Migrating to v3

Warning

Invenio v3 is significantly different from v1 and thus migrating from v1 to v3 is a complex operation.

This guide will help you dump records and files from your v1 installation. You will need to write code to import the dumped data into your v3 installation. This is necessary because v3 support many different data models and thus you need to map your v1 MARC21 records into your new data model in v3.

Dumping data from v1.2

The module Invenio-Migrator will help you dump your v1 data and as well import the data in v3.

Install Invenio-Migrator in v1

There are several ways of installing Invenio-Migrator in your Invenio v1.2 or v2.1 production environment, the one we recommend is using Virtualenv to avoid any interference with the currently installed libraries:

$ sudo pip install virtualenv virtualenvwrapper
$ source /usr/local/bin/virtualenvwrapper.sh
$ mkvirtualenv migration --system-site-packages
$ workon migration
$ pip install invenio-migrator --pre
$ inveniomigrator dump --help

It is important to use the option --system-site-packages as Invenio-Migrator will use Invenio legacy python APIs to perform the dump. The package virtualenvwrapper is not required but it is quite convenient.

Dump records and files

$ mkdir /vagrant/dump
$ cd /vagrant/dump/
$ inveniomigrator dump records

This will generate one or more JSON files containing 1000 records each, with the following information:

  • The record id.
  • The record metadata, stored in the record key there is a list with one item for each of the revisions of the record, and each item of the list contains the MARC21 representation of the record plus the optional JSON.
  • The files linked with the record, like for the record metadata it is a list with all the revisions of the files.
  • Optionally it also contains the collections the record belongs to.

For more information about how to dump records and files see the Usage section of the Invenio-Migrator documentation.

The file path inside the Invenio legacy installation will be included in the dump and used as file location for the new Invenio v3 installation. If you are able to mount the file system following the same pattern in your Invenio v3 machines, there shouldn’t be any problem, but if you can’t do it, then you need to copy over the files folder manually using your favorite method, i.e.:

$ cd /opt/invenio/var/data
$ tar -zcvf /vagrant/dump/files.tar.gz files

Pro-tip: Maybe you want to have different data models in your new installation depending on the nature of the record, i.e. bibliographic records vs authority records. In this case one option is to dump them in different files using the --query argument when dumping from your legacy installation:

$ inveniomigrator dump records --query '-980__a:AUTHORITY' --file-prefix bib
$ inveniomigrator dump records --query '980__a:AUTHORITY' --file-prefix auth

Things

The dump command of the Invenio-Migrator works with, what we called, things. A thing is an entity you want to dump from your Invenio legacy installation, e.g. in the previous example the thing was records.

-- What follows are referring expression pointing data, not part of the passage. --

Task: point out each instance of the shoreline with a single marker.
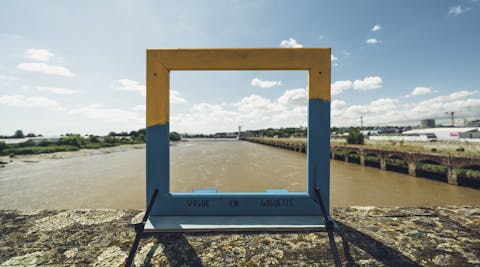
(70, 154)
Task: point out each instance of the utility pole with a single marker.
(453, 121)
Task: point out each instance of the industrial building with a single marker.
(428, 123)
(447, 133)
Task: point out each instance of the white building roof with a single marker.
(442, 130)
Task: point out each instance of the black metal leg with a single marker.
(139, 230)
(329, 227)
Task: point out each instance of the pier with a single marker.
(438, 166)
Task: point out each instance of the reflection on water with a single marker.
(235, 166)
(117, 180)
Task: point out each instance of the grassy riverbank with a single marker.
(72, 142)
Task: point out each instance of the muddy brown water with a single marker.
(117, 179)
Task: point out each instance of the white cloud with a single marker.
(421, 91)
(57, 90)
(368, 83)
(175, 98)
(293, 98)
(386, 111)
(251, 112)
(376, 28)
(457, 10)
(115, 115)
(38, 54)
(290, 43)
(29, 102)
(339, 86)
(264, 83)
(372, 41)
(45, 69)
(130, 85)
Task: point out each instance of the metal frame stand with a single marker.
(139, 227)
(329, 227)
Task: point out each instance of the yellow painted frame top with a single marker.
(161, 61)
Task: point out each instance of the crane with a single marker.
(451, 113)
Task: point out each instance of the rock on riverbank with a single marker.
(443, 236)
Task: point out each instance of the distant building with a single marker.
(475, 123)
(447, 133)
(428, 123)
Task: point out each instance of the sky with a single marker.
(79, 66)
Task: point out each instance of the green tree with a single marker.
(19, 134)
(93, 139)
(174, 136)
(355, 137)
(73, 140)
(2, 146)
(109, 139)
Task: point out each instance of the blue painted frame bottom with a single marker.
(243, 204)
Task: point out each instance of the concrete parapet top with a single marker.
(446, 235)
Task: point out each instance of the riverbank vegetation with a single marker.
(72, 142)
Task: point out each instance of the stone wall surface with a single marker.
(366, 236)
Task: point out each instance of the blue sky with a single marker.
(79, 66)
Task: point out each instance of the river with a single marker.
(115, 178)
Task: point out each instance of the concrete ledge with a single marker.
(366, 236)
(233, 223)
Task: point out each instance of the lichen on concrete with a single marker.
(366, 236)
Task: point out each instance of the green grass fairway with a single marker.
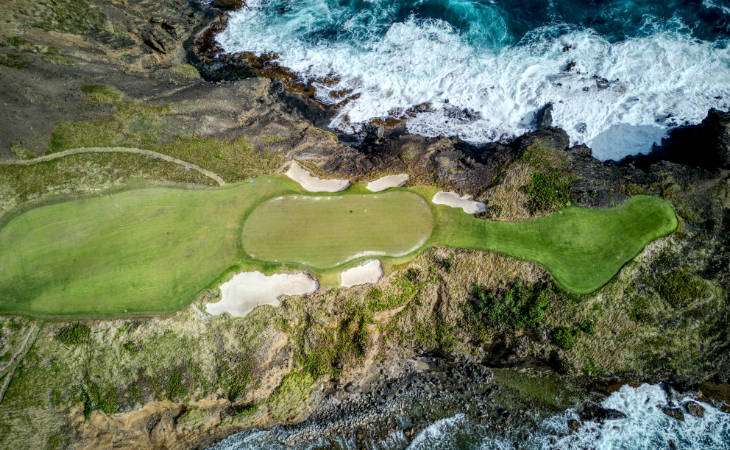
(582, 248)
(327, 231)
(151, 250)
(146, 250)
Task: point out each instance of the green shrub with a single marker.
(547, 192)
(514, 307)
(74, 334)
(680, 287)
(325, 350)
(408, 288)
(639, 310)
(588, 327)
(565, 337)
(101, 93)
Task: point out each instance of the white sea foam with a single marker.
(646, 425)
(655, 82)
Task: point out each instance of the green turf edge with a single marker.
(327, 277)
(668, 209)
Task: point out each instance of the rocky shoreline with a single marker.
(412, 378)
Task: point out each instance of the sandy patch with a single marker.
(247, 290)
(368, 272)
(388, 182)
(467, 202)
(312, 183)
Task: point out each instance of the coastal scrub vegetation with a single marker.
(152, 127)
(74, 334)
(576, 245)
(517, 306)
(547, 192)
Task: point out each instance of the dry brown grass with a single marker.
(505, 201)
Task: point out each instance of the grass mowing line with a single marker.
(152, 250)
(136, 151)
(581, 248)
(326, 231)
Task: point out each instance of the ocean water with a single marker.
(637, 67)
(646, 427)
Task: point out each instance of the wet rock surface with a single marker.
(277, 114)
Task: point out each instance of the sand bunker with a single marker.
(388, 182)
(247, 290)
(466, 202)
(368, 272)
(314, 184)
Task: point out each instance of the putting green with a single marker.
(326, 231)
(151, 250)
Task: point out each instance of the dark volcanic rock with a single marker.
(228, 5)
(695, 409)
(675, 413)
(599, 414)
(706, 145)
(544, 117)
(552, 139)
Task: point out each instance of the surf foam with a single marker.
(634, 89)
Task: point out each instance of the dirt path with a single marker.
(136, 151)
(17, 357)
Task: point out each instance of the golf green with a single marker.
(152, 250)
(326, 231)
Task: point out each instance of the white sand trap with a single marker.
(388, 182)
(368, 272)
(314, 184)
(466, 202)
(247, 290)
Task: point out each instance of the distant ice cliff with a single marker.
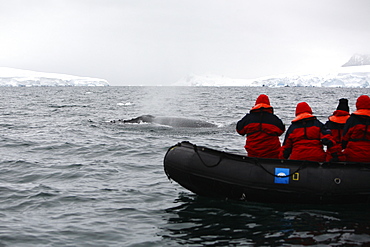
(350, 76)
(26, 78)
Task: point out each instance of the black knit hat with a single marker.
(343, 105)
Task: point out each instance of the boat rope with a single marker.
(204, 163)
(272, 174)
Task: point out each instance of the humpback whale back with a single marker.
(170, 121)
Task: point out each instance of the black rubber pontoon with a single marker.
(212, 173)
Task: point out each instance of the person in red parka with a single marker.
(336, 124)
(305, 137)
(262, 128)
(356, 132)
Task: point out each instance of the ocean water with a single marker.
(70, 177)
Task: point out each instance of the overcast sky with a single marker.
(158, 42)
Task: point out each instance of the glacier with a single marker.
(346, 77)
(10, 77)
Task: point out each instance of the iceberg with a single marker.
(346, 77)
(11, 77)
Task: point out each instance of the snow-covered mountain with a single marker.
(26, 78)
(349, 76)
(358, 60)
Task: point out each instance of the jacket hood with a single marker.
(343, 105)
(302, 107)
(363, 102)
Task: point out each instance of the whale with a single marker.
(168, 121)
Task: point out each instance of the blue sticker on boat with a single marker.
(281, 174)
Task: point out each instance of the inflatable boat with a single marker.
(213, 173)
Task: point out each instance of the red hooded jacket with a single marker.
(336, 124)
(356, 132)
(305, 137)
(262, 129)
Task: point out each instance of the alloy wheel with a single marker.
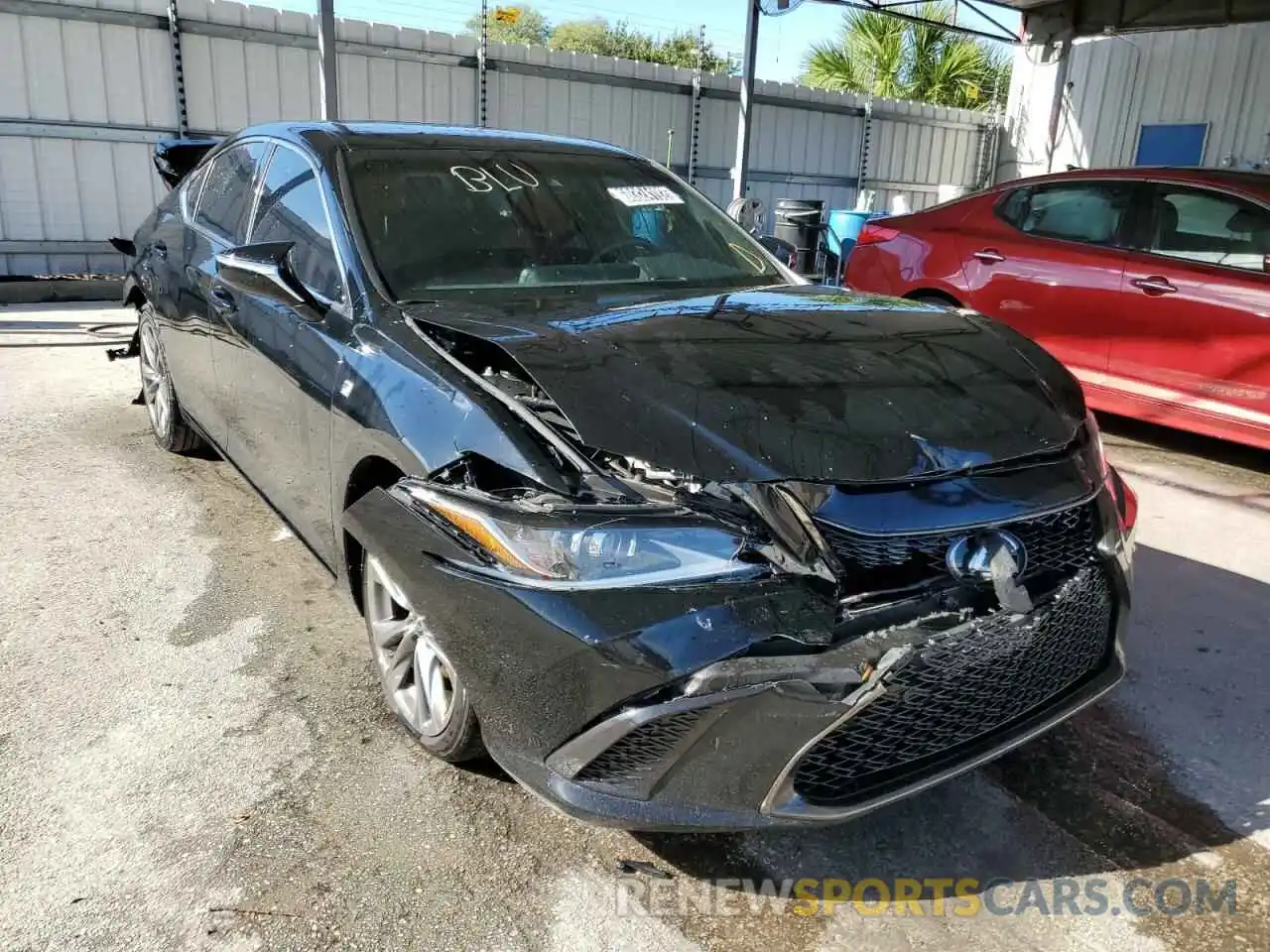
(154, 381)
(418, 680)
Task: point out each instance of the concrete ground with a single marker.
(193, 753)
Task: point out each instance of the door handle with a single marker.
(1155, 285)
(221, 301)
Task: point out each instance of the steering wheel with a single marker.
(642, 246)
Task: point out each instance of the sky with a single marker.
(783, 41)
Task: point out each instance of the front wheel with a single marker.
(418, 680)
(172, 431)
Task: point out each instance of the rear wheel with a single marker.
(418, 680)
(172, 431)
(935, 299)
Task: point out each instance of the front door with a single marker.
(277, 365)
(1196, 334)
(217, 221)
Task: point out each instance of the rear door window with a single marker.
(1091, 212)
(225, 202)
(1210, 227)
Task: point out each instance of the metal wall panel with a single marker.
(1116, 84)
(82, 93)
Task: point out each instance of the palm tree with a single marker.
(902, 60)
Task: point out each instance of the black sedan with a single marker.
(677, 538)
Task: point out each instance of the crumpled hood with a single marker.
(795, 382)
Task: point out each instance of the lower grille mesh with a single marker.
(961, 687)
(631, 756)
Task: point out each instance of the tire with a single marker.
(167, 420)
(934, 299)
(420, 684)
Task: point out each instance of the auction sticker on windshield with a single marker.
(640, 195)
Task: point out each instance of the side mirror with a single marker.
(264, 270)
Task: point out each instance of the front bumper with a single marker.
(631, 708)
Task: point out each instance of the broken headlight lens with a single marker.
(601, 549)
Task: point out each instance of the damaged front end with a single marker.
(658, 651)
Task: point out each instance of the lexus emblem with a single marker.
(992, 556)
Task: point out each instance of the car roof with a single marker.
(1232, 179)
(322, 136)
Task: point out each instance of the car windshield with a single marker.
(468, 220)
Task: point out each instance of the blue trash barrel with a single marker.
(844, 227)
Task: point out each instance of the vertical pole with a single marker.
(329, 84)
(694, 144)
(747, 99)
(865, 135)
(481, 87)
(1056, 107)
(178, 70)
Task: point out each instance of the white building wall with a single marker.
(86, 87)
(1116, 84)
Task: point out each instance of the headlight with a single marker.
(595, 549)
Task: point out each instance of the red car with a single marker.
(1151, 285)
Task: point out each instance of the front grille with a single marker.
(959, 688)
(1060, 542)
(633, 756)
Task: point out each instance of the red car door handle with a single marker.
(1155, 285)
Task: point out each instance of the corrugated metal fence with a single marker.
(85, 89)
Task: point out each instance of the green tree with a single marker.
(905, 60)
(530, 28)
(603, 39)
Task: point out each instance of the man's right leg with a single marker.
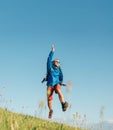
(49, 100)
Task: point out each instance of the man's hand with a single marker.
(53, 48)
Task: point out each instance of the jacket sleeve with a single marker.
(49, 61)
(61, 76)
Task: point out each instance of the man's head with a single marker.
(56, 62)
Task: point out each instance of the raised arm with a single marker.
(49, 59)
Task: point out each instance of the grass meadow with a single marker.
(14, 121)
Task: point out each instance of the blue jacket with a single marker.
(55, 74)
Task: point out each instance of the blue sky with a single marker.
(82, 32)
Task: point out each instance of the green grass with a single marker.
(14, 121)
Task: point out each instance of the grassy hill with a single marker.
(14, 121)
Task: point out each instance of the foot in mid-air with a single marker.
(64, 106)
(50, 114)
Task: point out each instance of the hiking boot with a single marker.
(64, 106)
(50, 114)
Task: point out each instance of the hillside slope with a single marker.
(14, 121)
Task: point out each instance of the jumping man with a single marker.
(54, 81)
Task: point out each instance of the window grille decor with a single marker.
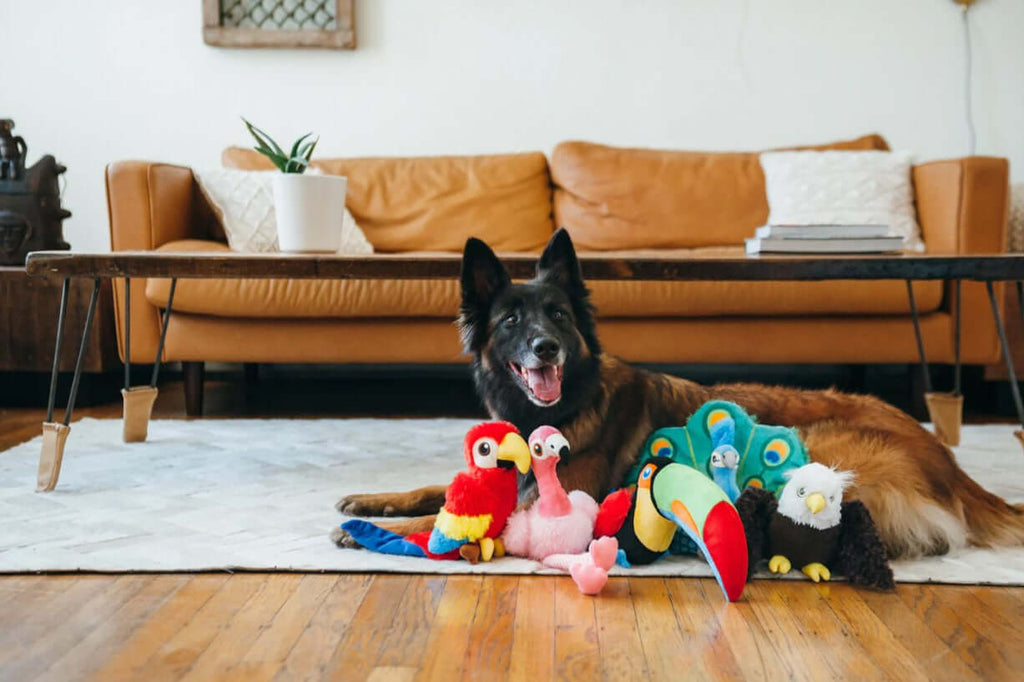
(326, 24)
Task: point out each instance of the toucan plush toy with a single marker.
(810, 528)
(671, 496)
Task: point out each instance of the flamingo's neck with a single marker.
(553, 501)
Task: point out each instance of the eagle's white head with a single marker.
(813, 495)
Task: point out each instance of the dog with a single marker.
(537, 359)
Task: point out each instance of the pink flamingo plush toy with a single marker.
(558, 528)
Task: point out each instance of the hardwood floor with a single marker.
(350, 627)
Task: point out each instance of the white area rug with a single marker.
(259, 495)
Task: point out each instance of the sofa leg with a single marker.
(194, 387)
(252, 373)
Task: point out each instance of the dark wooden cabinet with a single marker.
(29, 322)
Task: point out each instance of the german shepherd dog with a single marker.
(537, 359)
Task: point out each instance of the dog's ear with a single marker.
(558, 263)
(483, 278)
(559, 266)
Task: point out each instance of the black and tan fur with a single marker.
(921, 500)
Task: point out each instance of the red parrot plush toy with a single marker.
(479, 501)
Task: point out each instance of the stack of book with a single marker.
(823, 239)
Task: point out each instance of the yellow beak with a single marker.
(514, 449)
(815, 502)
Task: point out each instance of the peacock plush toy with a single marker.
(763, 454)
(728, 445)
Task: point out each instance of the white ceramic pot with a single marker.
(309, 210)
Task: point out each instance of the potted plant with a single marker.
(309, 208)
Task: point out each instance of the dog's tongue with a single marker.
(545, 383)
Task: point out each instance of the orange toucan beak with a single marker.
(514, 449)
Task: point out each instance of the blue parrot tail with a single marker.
(441, 544)
(377, 539)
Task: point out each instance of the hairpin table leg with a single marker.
(1008, 357)
(926, 374)
(946, 410)
(54, 434)
(138, 400)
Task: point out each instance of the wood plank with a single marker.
(875, 637)
(617, 639)
(407, 638)
(532, 655)
(983, 655)
(391, 674)
(997, 643)
(577, 650)
(310, 655)
(449, 642)
(65, 629)
(170, 619)
(1008, 602)
(108, 637)
(32, 615)
(243, 631)
(491, 631)
(365, 640)
(909, 630)
(268, 652)
(801, 658)
(695, 605)
(824, 635)
(176, 655)
(751, 644)
(721, 264)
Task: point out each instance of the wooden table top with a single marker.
(643, 265)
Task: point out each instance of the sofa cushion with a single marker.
(439, 298)
(612, 198)
(436, 203)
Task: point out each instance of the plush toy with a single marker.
(725, 458)
(765, 453)
(671, 496)
(811, 528)
(558, 527)
(557, 522)
(477, 502)
(589, 570)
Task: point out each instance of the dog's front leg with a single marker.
(414, 503)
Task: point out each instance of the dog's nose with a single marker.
(546, 348)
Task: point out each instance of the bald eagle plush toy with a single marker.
(809, 527)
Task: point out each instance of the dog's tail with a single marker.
(991, 521)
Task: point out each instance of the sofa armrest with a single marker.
(148, 205)
(964, 204)
(151, 204)
(964, 208)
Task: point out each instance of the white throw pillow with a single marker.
(842, 188)
(244, 200)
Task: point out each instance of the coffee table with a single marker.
(138, 400)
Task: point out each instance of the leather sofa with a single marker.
(619, 200)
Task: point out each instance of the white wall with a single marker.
(92, 82)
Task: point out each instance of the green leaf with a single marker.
(276, 159)
(295, 147)
(308, 155)
(263, 138)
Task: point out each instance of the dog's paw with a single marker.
(341, 538)
(367, 505)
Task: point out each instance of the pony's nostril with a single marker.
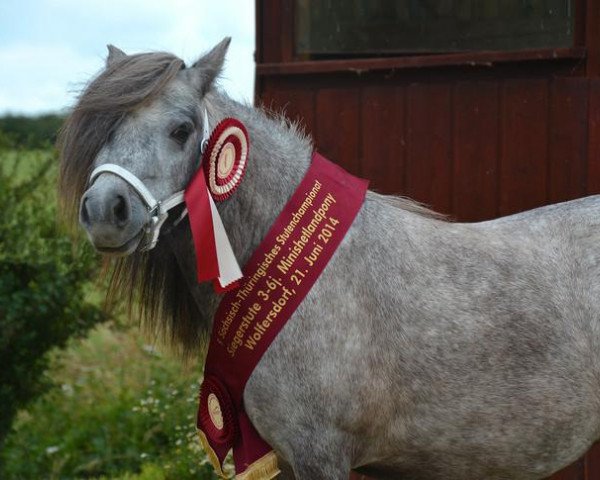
(120, 210)
(85, 216)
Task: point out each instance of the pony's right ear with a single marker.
(114, 55)
(208, 67)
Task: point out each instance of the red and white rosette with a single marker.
(225, 158)
(223, 166)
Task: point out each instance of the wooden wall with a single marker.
(473, 148)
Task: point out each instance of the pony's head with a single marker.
(143, 114)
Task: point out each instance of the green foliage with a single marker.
(122, 411)
(31, 132)
(42, 279)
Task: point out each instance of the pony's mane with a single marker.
(119, 89)
(151, 282)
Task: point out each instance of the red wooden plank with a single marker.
(475, 150)
(568, 139)
(467, 59)
(269, 14)
(593, 180)
(337, 126)
(576, 471)
(524, 145)
(383, 142)
(592, 41)
(429, 145)
(592, 463)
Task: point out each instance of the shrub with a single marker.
(123, 411)
(43, 279)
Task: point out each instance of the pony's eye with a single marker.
(182, 133)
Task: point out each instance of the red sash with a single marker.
(276, 279)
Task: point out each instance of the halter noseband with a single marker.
(158, 210)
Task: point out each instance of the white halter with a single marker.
(158, 210)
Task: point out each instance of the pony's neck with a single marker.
(278, 159)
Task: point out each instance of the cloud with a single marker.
(50, 48)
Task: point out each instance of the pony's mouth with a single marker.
(123, 250)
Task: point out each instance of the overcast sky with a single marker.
(50, 48)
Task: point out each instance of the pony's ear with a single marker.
(208, 67)
(114, 55)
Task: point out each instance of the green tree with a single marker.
(43, 279)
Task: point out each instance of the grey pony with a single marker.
(426, 350)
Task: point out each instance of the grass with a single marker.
(119, 409)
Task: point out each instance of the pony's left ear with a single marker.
(209, 66)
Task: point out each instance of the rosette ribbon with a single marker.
(224, 160)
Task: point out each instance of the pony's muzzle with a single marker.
(109, 217)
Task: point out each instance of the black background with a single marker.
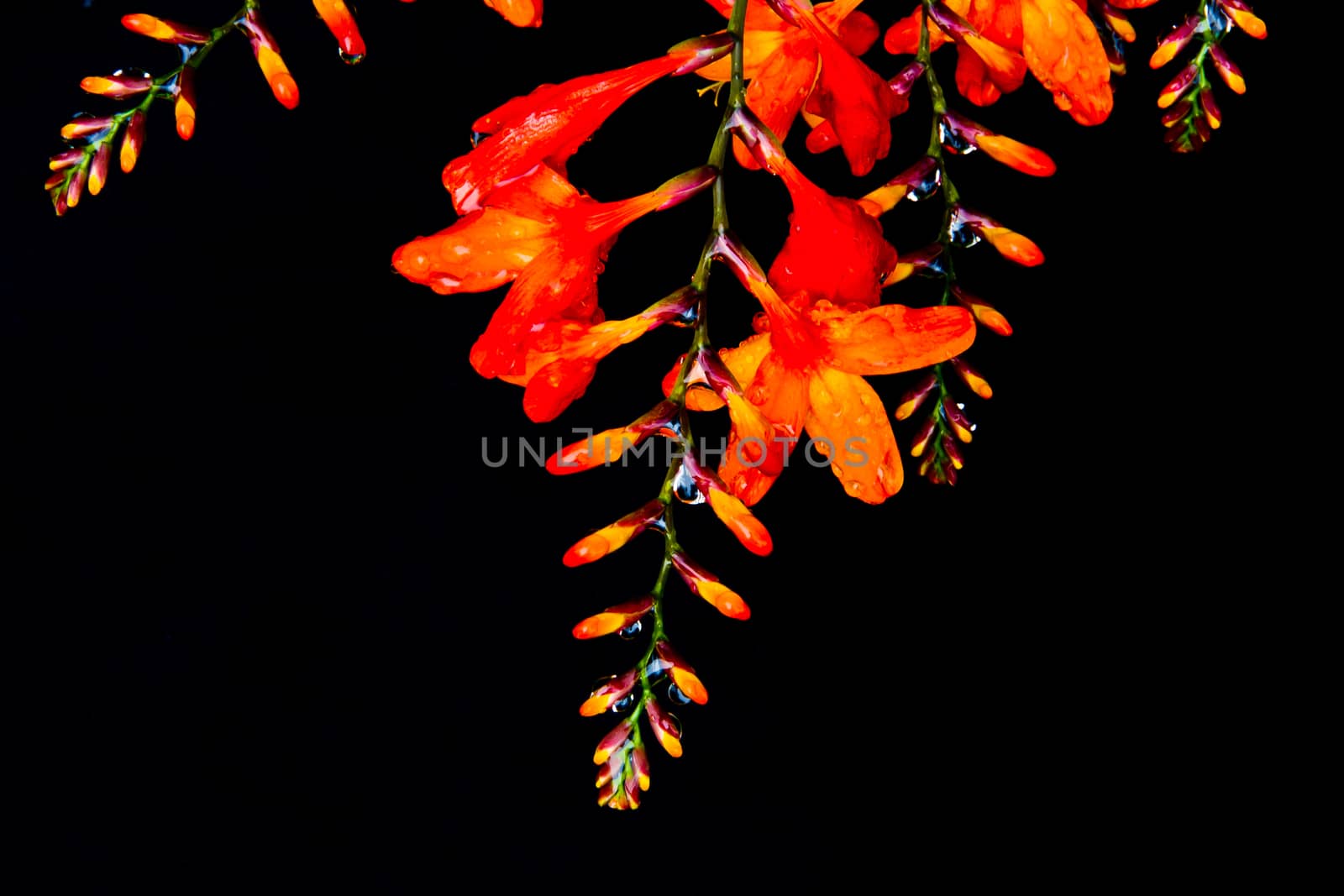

The list of things Invenio-Migrator can dump by default is listed via entry-points in the setup.py, this not only help us add new dump scripts easily, but also allows anyone to create their own dumpscripts from outside the Invenio-Migrator.

You can read more about which things are already supported by the Invenio-Migrator documentation.

Loading data in v3

Install Invenio-Migrator in v3

Invenio-Migrator can be installed in any Invenio v3 environment using PyPI and the extra dependencies loader:

$ pip install invenio-migrator[loader]

Depending on what you want to load you might need to have installed other packages, i.e. to load communities from Invenio v2.1 you need invenio-communities installed.

This will add to your Invenio application a new set of commands under dumps:

$ invenio dumps --help

Load records and files

$ invenio dumps loadrecords /vagrant/dump/records_dump_0.json

This will generate one celery task to import each of the records inside the dump.

Pro-tip: By default Invenio-Migrator uses the bibliographic MARC21 standard to transform and load the records, we now that this might not be the case to all Invenio v3 installation, i.e authority records. By changing MIGRATOR_RECORDS_DUMP_CLS and MIGRATOR_RECORDS_DUMPLOADER_CLS you can customize the behavior of the loading command. There is a full chapter in the Invenio-Migrator documentation about customizing loading if you want more information.

Loaders

Each of the entities that can be loaded by Invenio-Migrator have a companion command generally prefixed by load, e.g. loadrecords.

The loaders are similar to the things we describe previously, but in this case, instead of entry-points, if you want to extend the default list of loaders it can be done adding a new command to dumps, more information about the loaders can be found in the Invenio-Migrator documentation and on how to add more commands in the click documentation.